「──ご名答だ、寿永隊長」





琉ちゃんは寿永隊長の腕を一瞬にしてすり抜け、両手を広げて笑っていたから。




「く……っ」





「寿永隊長!」





ふいを突かれ、腕を抜け出す際に琉ちゃんに頭を肘で殴られた寿永隊長はよろけて倒れそうになる。





そんな彼を私は慌てて支えた。





「血が……っ」




頭を殴られたせいか彼の額からは血が伝ってる。





が、私の心配をよそに寿永隊長はその血を乱暴に服の裾で脱ぐって琉ちゃんを睨み付ける。

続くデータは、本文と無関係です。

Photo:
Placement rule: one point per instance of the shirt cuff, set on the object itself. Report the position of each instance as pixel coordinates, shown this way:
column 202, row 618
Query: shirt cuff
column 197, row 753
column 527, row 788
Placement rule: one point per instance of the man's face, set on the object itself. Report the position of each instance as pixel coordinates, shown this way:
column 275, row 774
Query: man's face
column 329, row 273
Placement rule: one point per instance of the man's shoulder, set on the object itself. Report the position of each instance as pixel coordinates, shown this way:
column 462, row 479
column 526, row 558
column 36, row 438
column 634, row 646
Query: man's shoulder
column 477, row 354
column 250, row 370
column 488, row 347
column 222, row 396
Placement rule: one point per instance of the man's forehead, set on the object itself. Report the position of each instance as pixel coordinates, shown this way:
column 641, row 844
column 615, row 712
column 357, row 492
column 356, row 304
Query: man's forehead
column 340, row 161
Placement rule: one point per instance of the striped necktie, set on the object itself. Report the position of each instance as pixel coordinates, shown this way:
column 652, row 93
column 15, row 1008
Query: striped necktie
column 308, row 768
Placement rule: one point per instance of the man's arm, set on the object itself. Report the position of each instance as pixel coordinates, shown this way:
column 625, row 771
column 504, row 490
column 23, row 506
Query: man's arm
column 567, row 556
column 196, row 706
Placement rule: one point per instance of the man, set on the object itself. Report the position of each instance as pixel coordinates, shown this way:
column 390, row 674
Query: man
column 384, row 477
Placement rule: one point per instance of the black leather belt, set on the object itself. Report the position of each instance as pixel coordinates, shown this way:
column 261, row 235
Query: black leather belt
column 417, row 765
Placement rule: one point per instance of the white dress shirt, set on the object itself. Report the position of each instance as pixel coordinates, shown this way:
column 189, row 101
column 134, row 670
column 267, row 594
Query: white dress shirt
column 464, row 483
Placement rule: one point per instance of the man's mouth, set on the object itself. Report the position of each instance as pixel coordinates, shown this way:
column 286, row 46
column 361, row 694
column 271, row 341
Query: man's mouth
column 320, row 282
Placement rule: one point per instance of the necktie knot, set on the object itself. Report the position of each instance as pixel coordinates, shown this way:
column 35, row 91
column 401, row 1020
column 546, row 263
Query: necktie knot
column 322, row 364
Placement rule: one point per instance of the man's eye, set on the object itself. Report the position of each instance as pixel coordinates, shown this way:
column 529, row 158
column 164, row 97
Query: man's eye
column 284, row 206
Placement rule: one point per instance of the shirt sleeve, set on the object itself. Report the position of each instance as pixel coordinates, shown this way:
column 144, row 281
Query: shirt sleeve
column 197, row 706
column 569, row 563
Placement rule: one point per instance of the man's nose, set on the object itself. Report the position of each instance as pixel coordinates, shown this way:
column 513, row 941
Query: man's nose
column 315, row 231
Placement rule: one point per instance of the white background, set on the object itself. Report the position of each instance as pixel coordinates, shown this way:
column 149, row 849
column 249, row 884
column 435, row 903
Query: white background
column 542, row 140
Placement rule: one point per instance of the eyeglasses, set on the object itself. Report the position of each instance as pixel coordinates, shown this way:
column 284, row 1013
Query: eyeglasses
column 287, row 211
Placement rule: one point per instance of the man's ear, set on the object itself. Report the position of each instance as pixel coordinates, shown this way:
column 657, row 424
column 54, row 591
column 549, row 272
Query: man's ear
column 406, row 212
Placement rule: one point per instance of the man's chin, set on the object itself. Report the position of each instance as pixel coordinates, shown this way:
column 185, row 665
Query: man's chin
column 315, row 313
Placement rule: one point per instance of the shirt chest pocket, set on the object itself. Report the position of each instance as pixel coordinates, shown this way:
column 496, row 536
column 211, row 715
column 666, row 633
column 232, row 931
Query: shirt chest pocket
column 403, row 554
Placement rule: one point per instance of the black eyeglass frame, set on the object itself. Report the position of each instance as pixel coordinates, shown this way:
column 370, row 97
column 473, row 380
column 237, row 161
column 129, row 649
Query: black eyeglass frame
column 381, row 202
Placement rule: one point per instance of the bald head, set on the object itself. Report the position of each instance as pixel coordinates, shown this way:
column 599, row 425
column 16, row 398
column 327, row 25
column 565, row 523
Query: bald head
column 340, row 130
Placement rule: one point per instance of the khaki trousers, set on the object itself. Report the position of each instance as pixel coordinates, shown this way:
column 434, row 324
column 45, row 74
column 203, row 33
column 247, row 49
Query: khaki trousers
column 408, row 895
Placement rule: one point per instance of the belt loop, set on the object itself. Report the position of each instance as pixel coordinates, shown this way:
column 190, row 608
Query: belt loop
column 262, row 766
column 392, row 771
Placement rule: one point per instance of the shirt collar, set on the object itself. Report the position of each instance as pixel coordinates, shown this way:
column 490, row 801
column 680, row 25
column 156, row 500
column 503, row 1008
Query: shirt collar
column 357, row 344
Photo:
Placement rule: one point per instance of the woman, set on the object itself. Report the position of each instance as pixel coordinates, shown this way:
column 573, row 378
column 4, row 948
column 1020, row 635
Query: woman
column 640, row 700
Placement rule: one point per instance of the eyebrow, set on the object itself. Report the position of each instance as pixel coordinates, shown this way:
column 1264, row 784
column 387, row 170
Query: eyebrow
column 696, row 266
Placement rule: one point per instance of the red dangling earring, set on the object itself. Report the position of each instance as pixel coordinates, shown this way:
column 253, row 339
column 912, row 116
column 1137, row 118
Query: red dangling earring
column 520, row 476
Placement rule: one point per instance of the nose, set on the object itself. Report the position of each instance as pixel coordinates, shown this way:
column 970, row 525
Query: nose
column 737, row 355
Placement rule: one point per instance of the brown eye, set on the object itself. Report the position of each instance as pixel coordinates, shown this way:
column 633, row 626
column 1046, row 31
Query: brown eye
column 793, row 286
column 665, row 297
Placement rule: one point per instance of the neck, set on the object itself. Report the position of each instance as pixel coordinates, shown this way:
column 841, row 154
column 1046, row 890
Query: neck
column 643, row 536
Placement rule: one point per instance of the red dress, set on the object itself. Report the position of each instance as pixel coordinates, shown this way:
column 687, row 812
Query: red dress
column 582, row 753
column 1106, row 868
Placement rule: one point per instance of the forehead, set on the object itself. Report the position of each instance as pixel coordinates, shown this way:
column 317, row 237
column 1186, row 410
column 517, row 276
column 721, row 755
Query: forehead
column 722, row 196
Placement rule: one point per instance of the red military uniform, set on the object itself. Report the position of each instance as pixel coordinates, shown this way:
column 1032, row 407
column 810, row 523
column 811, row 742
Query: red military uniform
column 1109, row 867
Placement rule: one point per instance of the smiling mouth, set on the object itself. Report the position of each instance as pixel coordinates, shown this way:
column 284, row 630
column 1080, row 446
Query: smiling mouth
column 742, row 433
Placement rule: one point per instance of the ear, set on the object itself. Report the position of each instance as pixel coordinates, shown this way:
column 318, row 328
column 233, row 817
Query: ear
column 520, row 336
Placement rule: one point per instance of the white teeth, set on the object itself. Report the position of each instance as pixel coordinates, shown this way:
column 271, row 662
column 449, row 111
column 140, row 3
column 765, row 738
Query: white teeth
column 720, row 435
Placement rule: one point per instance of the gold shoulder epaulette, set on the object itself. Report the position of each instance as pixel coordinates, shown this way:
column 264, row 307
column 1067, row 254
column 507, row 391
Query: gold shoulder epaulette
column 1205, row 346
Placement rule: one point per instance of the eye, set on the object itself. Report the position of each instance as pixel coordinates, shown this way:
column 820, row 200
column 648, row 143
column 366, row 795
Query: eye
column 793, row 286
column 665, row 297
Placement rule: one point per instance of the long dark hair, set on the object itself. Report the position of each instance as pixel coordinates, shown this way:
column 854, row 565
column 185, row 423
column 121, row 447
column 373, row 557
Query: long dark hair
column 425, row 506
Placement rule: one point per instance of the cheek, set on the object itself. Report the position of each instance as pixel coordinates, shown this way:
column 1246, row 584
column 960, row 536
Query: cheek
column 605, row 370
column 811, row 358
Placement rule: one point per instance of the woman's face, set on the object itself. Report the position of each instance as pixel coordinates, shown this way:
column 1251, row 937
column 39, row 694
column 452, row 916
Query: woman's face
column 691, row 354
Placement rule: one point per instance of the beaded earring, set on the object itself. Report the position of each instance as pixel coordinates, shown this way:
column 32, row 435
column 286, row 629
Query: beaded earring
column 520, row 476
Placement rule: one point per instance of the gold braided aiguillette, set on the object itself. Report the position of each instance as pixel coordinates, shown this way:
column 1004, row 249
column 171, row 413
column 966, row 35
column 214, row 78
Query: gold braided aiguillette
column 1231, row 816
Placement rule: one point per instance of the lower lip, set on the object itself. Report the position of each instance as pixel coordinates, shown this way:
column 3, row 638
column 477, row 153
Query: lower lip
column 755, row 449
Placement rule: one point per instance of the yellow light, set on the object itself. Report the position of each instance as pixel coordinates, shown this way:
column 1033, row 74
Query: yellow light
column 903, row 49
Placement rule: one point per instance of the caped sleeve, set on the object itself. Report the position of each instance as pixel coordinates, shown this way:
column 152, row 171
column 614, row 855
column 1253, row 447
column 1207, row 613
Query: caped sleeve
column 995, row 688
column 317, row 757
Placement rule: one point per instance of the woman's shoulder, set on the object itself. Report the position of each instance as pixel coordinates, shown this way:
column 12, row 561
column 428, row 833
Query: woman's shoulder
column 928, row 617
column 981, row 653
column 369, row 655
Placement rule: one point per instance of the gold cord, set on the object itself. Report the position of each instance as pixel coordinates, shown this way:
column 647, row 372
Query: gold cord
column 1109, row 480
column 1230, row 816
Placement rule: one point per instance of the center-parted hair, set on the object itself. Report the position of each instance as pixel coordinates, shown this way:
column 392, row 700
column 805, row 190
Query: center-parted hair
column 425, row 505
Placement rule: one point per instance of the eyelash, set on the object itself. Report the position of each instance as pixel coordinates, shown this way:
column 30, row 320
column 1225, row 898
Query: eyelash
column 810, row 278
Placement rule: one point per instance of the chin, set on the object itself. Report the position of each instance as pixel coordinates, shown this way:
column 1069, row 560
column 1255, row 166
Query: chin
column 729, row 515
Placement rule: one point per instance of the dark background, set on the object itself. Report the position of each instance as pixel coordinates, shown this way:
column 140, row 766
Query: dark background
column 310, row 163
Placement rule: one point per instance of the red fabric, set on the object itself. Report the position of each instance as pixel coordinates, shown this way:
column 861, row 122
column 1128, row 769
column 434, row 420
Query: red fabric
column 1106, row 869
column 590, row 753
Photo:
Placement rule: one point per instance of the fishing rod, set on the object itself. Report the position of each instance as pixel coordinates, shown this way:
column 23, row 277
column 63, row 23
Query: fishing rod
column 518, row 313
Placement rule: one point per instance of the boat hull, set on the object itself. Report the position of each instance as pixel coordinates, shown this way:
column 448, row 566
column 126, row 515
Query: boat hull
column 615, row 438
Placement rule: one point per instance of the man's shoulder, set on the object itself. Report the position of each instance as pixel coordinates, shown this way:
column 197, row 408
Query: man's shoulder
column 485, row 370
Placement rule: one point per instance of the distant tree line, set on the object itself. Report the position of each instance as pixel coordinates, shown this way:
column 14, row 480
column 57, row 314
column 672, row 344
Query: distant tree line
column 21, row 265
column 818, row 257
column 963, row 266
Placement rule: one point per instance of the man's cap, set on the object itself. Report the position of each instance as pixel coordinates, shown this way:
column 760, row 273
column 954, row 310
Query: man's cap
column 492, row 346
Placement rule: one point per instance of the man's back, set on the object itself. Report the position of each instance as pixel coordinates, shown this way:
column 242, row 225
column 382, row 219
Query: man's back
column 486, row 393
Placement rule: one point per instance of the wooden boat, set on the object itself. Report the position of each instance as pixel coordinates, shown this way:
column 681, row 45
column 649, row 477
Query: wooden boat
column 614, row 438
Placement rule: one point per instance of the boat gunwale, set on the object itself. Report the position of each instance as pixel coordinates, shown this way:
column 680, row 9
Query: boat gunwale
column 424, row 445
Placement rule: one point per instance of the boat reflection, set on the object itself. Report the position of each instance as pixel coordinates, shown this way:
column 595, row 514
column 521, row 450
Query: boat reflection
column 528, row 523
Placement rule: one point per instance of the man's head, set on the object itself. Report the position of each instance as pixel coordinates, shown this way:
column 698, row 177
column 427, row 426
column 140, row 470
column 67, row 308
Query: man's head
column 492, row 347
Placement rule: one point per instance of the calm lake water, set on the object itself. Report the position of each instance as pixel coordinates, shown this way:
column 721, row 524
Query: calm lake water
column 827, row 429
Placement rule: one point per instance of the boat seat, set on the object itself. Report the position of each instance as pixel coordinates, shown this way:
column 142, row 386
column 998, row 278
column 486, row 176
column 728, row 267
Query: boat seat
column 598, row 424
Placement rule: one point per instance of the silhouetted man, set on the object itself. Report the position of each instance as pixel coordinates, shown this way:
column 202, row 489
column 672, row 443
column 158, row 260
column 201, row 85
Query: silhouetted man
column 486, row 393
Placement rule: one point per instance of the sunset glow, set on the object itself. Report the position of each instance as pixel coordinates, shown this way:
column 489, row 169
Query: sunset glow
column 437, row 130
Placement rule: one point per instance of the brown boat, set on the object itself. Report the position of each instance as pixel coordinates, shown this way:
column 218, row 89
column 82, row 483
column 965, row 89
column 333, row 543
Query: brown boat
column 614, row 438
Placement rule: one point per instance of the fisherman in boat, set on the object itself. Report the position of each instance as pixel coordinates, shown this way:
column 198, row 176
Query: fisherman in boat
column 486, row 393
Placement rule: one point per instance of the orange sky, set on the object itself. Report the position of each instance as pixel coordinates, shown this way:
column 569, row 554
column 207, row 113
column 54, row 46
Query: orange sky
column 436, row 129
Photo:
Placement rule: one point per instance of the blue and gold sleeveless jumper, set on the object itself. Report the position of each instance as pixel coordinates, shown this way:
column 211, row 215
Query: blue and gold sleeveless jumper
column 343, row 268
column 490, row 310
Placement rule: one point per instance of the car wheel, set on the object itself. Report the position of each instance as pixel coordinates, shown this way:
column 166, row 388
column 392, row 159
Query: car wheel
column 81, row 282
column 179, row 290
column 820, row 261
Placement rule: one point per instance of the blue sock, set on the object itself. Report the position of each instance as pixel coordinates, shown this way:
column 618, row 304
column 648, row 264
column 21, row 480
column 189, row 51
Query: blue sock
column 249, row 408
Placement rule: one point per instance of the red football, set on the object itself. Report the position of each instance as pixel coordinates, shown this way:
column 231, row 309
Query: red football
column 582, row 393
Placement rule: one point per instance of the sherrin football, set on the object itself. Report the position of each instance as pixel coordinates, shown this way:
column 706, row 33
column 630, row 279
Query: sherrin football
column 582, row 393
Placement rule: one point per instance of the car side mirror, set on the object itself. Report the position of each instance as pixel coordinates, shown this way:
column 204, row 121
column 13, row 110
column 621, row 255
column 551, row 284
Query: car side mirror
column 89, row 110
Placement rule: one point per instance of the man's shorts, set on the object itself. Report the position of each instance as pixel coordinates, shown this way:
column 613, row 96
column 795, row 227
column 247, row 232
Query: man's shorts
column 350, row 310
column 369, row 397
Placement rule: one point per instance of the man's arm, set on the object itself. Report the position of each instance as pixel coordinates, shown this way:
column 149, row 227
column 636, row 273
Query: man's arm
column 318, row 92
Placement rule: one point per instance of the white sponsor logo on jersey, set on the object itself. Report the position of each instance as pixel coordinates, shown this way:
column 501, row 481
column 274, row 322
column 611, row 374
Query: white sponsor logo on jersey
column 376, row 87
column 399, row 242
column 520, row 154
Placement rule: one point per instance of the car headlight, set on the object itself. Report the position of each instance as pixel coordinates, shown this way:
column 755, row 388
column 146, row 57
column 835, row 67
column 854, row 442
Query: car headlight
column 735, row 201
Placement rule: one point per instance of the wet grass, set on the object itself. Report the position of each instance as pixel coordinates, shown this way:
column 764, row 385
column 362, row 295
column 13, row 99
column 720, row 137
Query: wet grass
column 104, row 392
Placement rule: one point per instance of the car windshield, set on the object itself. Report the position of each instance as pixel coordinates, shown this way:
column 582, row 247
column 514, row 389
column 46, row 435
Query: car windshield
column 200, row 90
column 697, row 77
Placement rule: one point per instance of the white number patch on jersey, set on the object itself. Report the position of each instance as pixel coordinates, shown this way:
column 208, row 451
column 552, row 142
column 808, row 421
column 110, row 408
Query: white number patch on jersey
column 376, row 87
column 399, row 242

「おおよそ、香西京を殺すときは安倍明晴にでも協力してもらったんだろう?悪いが、翔鷹にはそう言った術の痕跡を見つけられる奴がいるんだ」





もしかして、その術を見つけられる人って芦葉さん?





彼が言う術の痕跡を見つけられる人が芦葉さんなら彼との外せない話があったというのはその事だろうか?





それ以前に、芦葉さんって何者?





「僕が何者か知りたい?」





そんな疑問を感じていると、音もなく芦葉さんが私の横に現れた。




「!?」





悲鳴を上げそうになるのをどうにか堪えるが、肩が揺れるのは押さえられなかった。





すると、芦葉さんは紅斗を見ると、紅斗はハッとしたように彼を見た。